Comment #29: denelian  on  05/03  at  11:46 PM

As someone with a granduncle who is a retired priest, and having done some time in the clutches of the RCC, this is for you denelian:

Trinity

Trinity refers to the teaching that the one God comprises three distinct aspects or ‘persons’; these being referred to as ‘the Father’ (the heavenly existence of God), ‘the Son’ (Jesus Christ - God’s earthly incarnation as related in the Bible, and now held to coexist with the Father), and ‘the Holy Spirit’ (sometimes referred to as ‘the Holy Ghost’). Together, these three persons are sometimes called the Godhead[66][67][68] although there is no single term in use in Scripture to denote the unified Godhead.[69] In the words of the Athanasian Creed, an early statement of Christian belief, “the Father is God, the Son is God, and the Holy Spirit is God, and yet there are not three Gods but one God.”.[70]

According to this doctrine, God is not divided in the sense that each person has a third of the whole; rather, each person is considered to be fully God (see Perichoresis). The distinction lies in their relations, the Father being unbegotten; the Son being eternal yet begotten of the Father; and <u>the Holy Spirit ‘proceeding’ from Father and (in Western theology) from the Son</u>.[71] Regardless of this apparent difference in their origins, the three ‘persons’ are each eternal and omnipotent. This is thought by Trinitarian Christians to be the revelation regarding God’s nature which Jesus Christ came to deliver to the world, and is the foundation of their belief system.

The word trias, from which trinity is derived, is first seen in the works of Theophilus of Antioch. He wrote of “the Trinity of God (the Father), His Word (the Son) and His Wisdom (Holy Spirit)”.[72] The term may have been in use before this time. Afterwards it appears in Tertullian.[73][74] In the following century the word was in general use.
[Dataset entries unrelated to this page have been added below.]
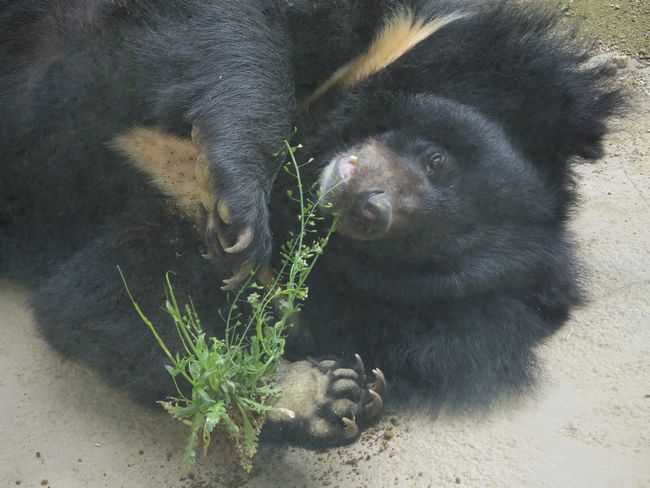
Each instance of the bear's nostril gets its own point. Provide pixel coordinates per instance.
(371, 211)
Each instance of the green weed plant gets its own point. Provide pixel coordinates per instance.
(233, 379)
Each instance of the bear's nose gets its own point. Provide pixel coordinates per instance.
(373, 208)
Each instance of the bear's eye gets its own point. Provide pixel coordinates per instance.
(433, 161)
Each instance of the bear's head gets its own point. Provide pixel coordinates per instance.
(425, 170)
It is found in many passages of Origen.[75]

For unbegotten, you can substitute the words “born” or “created”, God the Father extends from the beginning of time for the rest of eternity, Jesus is with Him at the beginning of thime, and the Holy Ghost(as they used to call him) proceeds from Jesus.

Hope this helps you.

Comment #30: Dark Avenger Guardian Chow Mein  on  05/04  at  12:45 AM

So there is a link I typically put up that is from very fringy schismatic traditionalist Catholics but I find very useful because they explain the rationalization of these strictures without any attempt to appeal to modern terminology or human rights sensibilities as the mainstream Church presently does.  In fact, they view the Church’s attempt to co-opt modernist sensibilities, even if in service to traditionalist goals, as a needless and corrupting concession to “The Revolution”, by which they mean the standing social dynamic that attempts to tear down what they perceive to be the Divine Order and encompasses everything from Arius to Luther to the French Revolution to the liberal American left. 

Tradition in Action

Yes, it is nutty, but it is very plainly and honestly nutty and does explain the thinking ultimately behind the whole Fallopian-amputation business.

More specifically, I find this review of The Matrix trilogy to be particularly enlightening.  You may find this review of Pan’s Labyrinth to be entertaining as well.

Comment #31: Mandos  on  05/04  at  01:30 AM

Dark Avenger:
i know what “begotten” means, lol. i don’t know if the helps - it changes the order of precedence, i guess… but if i were to translate that, it would still be very D&D;. or maybe very Hindu - there is the God, the Avatar of God, and then the effect/power of God…
so, yeah. i just may not ever get it. but thank you for trying!

Mandos:
interesting site. i did a search for Double Effect, and ok… at least i know what it means now. intent, not consequence.
the film reviews?
i have to wonder if the guy who wrote them even *watched* the films - i mean, he has the actual facts correct, but has totally missed the point of The Matrix. and his insistance that “Pagan” = “Satanic” is really infuriating. (i did not like Pan’s Labyrinth at all; i am not defending the movie, and i can even sort of see where the archetypes the reviewer refers to are. but the satanism? supid)
i will putter around on the site more later smile thank you

Comment #32: denelian  on  05/04  at  02:05 AM

Oh, he surely watched the films.  And for this man—-who is in fact complicit in South American fascist movements in that he is a follower of one Prof. Corrêa de Oliveira who apparently founded these “Society for the Preservation of Tradition, Family, and Property” organizations—-all non-Catholic religions including Eastern Orthodoxy and any kind of Protestantism are inherently Satanic.

Comment #33: Mandos  on  05/04  at  02:23 AM

What’s enlightening about his review of the Matrix is the philosophical system (based in medieval Scholasticism) that he defends as the only acceptable starting point for reason.  Fetal personhood actually falls out of this particular system which offers a technique to determine when an entity becomes a moral subject.

Comment #34: Mandos  on  05/04  at  02:25 AM

oh. well, then i guess that explains it…

its not a viewpoint i understand… esp. the view the Eastern Orthodox is satanic - i thought that the split happened over adding the “The Son” to the litany, but that otherwise E.Orthodix was essentially how the Church was before the split…?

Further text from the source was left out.